BÜNDNIS 90/DIE GRÜNEN - Kreisverband Oberspreewald-Lausitz

 

Kreisgeschäftsführung:

Carolin Poensgen

Geschäftsstelle:

Bahnhofstraße 29
01968 Senftenberg
Tel: 03573 - 87 69 650

E-Mail: kgf@remove-this.gruene-osl.de

§ 1 NAME UND TÄTIGKEITSBEREICH

(1) Der Kreisverband (KV) führt den Namen BÜNDNIS 90/DIE GRÜNEN - Kreisverband Oberspreewald-Lausitz. Die Kurzform lautet GRÜNE/B90 OSL. Seine Tätigkeit erstreckt sich auf das Gebiet des Kreises Oberspreewald-Lausitz. Sitz ist in Senftenberg. Er gehört dem Landesverband BÜNDNIS 90/DIE GRÜNEN Brandenburg an.

(2) Die Satzungen des Landesverbandes Brandenburg und des Bundesverbandes einschließlich Frauenstatut, Vielfaltsstatut, Urabstimmungsordnung, Beitrags- und Kassenordnung sowie die Landesschiedsgerichtsordnung sind für den KV verbindlich und finden, soweit durch diese Satzung nicht zulässig anders geregelt, sinngemäß Anwendung.

§ 2 ZWECK UND AUFGABEN

GRÜNE/B90 OSL erstreben auf der Basis des Grundgesetzes der Bundesrepublik Deutschland die Teilnahme an der politischen Willensbildung, insbesondere durch die Beteiligung an Wahlen. Dabei verfolgen sie die in ihren Programmen (Bundes-, Landes- und Kommunalprogramme) niedergelegten Ziele.

§ 3 DIE BASISVERBÄNDE

(1) Basisverbände sind Ortsverbände oder Verbände, die sich auf regionaler Ebene zusammenfinden. Sie sollen in Gemeinden des Kreises gebildet werden, in denen in der Regel mindestens 5 Mitglieder leben. Die Gründung eines Ortsverbandes muss von diesen Mitgliedern beschlossen werden.

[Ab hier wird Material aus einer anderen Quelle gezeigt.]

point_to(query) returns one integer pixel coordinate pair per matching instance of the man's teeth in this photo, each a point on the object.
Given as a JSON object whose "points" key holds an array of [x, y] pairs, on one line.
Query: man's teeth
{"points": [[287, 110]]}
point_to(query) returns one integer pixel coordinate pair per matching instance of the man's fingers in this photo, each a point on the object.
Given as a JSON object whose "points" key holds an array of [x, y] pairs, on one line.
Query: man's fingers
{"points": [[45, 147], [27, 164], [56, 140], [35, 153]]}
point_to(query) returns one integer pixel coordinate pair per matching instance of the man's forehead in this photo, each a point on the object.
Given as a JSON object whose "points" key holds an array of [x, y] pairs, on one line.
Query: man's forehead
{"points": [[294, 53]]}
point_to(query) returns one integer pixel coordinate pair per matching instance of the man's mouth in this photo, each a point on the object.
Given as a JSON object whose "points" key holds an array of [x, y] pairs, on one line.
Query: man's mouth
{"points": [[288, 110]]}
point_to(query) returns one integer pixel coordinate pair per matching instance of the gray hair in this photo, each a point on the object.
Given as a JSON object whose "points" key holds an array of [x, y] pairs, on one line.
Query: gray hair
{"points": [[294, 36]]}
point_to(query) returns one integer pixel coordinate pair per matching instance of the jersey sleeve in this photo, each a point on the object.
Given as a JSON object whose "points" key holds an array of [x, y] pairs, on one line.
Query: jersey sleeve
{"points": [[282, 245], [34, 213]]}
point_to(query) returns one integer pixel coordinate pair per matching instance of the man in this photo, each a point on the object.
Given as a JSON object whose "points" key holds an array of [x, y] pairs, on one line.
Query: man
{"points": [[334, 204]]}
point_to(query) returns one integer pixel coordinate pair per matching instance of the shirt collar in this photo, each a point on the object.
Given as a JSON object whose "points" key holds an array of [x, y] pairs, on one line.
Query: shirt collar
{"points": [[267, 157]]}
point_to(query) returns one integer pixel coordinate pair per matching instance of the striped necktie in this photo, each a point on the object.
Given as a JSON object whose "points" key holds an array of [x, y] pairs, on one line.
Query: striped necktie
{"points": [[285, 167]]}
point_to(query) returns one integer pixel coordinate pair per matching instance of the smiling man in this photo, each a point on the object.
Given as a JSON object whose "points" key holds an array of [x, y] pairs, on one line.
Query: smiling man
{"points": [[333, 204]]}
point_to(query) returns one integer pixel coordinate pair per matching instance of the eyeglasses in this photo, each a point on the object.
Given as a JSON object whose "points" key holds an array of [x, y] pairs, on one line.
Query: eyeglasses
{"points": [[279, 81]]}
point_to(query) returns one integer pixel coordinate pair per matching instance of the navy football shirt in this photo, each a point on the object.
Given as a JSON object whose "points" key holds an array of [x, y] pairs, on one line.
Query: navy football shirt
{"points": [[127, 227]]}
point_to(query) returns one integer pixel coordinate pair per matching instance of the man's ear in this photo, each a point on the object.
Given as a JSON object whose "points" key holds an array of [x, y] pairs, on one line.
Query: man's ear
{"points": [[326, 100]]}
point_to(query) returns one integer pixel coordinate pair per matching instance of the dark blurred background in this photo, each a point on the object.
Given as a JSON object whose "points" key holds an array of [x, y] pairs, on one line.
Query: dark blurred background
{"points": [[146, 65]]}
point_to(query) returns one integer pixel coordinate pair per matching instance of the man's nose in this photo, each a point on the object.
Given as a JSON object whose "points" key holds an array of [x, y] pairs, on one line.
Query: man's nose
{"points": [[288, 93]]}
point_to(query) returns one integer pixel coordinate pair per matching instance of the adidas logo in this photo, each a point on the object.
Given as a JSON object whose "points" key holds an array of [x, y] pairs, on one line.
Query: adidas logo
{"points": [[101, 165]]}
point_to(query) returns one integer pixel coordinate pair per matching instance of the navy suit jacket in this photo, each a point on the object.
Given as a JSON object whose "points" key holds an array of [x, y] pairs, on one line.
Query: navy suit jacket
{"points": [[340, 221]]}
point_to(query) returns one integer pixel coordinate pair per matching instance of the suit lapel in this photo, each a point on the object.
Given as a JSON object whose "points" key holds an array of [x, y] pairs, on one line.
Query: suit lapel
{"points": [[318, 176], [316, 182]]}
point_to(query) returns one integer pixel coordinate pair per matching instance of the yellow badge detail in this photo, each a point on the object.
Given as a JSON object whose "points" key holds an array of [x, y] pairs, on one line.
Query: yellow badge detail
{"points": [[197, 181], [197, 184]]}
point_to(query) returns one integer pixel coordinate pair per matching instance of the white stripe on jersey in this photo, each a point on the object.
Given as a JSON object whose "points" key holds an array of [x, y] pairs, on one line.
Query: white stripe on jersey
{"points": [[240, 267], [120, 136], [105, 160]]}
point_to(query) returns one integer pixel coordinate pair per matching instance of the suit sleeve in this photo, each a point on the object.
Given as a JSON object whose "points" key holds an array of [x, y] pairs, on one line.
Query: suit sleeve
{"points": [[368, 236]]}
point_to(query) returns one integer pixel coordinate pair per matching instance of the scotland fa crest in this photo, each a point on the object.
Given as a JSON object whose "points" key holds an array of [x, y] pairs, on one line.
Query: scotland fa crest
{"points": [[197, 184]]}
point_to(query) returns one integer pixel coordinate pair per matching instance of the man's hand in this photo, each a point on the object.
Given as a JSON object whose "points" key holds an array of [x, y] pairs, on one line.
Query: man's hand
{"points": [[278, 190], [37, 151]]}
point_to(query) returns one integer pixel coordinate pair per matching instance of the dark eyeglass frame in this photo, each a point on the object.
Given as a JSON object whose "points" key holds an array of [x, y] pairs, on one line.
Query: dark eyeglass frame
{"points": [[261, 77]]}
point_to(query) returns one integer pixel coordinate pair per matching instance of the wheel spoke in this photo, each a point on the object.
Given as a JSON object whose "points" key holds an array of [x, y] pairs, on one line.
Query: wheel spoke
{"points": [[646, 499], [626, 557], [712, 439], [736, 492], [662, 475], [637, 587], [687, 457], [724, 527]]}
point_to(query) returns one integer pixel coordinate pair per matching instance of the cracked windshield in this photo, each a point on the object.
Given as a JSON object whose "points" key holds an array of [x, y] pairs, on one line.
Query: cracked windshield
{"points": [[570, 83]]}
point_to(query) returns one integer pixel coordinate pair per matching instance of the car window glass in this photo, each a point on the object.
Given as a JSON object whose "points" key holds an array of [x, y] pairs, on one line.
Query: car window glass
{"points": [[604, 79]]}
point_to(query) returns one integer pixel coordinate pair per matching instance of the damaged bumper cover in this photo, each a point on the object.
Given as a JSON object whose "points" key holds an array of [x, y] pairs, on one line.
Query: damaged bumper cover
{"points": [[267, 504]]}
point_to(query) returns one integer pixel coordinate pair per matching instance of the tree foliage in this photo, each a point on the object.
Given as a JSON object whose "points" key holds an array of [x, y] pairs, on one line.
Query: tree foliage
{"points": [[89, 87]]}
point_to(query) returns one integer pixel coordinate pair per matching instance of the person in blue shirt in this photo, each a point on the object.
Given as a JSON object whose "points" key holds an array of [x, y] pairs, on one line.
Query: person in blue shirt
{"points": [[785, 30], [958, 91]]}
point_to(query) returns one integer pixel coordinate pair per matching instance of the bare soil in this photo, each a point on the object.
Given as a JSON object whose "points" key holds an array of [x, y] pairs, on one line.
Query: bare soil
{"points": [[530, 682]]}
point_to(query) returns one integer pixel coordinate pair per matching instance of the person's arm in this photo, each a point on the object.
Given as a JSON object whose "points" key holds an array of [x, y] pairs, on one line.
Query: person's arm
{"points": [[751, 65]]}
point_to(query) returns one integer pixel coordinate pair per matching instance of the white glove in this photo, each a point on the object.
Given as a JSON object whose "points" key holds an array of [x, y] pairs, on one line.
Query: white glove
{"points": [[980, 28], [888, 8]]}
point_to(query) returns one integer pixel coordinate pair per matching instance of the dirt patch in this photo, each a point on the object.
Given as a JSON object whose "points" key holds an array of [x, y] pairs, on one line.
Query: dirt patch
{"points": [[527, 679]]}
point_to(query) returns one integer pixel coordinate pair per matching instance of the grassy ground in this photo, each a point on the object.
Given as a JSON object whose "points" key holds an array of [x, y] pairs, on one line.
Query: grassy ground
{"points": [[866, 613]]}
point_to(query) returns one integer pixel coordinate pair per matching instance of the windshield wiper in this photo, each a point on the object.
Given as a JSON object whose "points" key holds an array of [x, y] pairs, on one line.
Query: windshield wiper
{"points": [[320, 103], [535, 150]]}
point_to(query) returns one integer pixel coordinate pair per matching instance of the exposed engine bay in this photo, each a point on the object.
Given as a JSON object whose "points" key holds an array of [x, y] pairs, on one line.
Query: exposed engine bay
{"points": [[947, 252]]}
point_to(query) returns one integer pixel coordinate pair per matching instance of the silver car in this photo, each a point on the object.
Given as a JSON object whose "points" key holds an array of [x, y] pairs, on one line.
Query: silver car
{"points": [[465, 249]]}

(2) Für die Basisverbände gelten die Regelungen der Kreissatzung, soweit dies möglich ist, entsprechend. Die Basisverbände haben keine Finanzautonomie, können aber über ein von der Kreismitgliederversammlung zu beschließendes Budget verfügen, das in die Finanzplanung des Kreisverbandes aufgenommen wird.

§ 4 MITGLIEDSCHAFT

(1) Mitglied von GRÜNE/B90 OSL kann jede Person werden, die die politischen Ziele, die Grundsätze und die Satzung von BÜNDNIS 90/DIE GRÜNEN anerkennt und nicht Mitglied einer anderen Partei ist.

(2) Die Aufnahme erfolgt, nach schriftlicher Erklärung gemäß §4 (1) gegenüber dem Kreisvorstand, durch die Kreisversammlung oder durch den Kreisvorstand.

(3) Die Kandidatur für eine konkurrierende Partei oder Wahlliste ist mit der Mitgliedschaft bei BÜNDNIS 90/DIE GRÜNEN nicht vereinbar.

§ 5 ENDE DER MITGLIEDSCHAFT

(1) Die Mitgliedschaft erlischt durch schriftliche Austrittserklärung, Tod oder den Ausschluss. Der Austritt ist gegenüber dem Kreisvorstand zu erklären.

(2) Die Mitgliedschaft erlischt ebenfalls, wenn das Mitglied trotz zweimaliger schriftlicher Mahnung mit seiner Beitragszahlung mehr als sechs Monate im Rückstand ist.

§ 6 ORGANE DES KREISVERBANDES

(1) Organe des Kreisverbandes sind die Mitgliederversammlung und der Vorstand.

(2) Es können Arbeitskreise gebildet werden. Über deren Kompetenz beschließt die Mitgliederversammlung im Einzelfall.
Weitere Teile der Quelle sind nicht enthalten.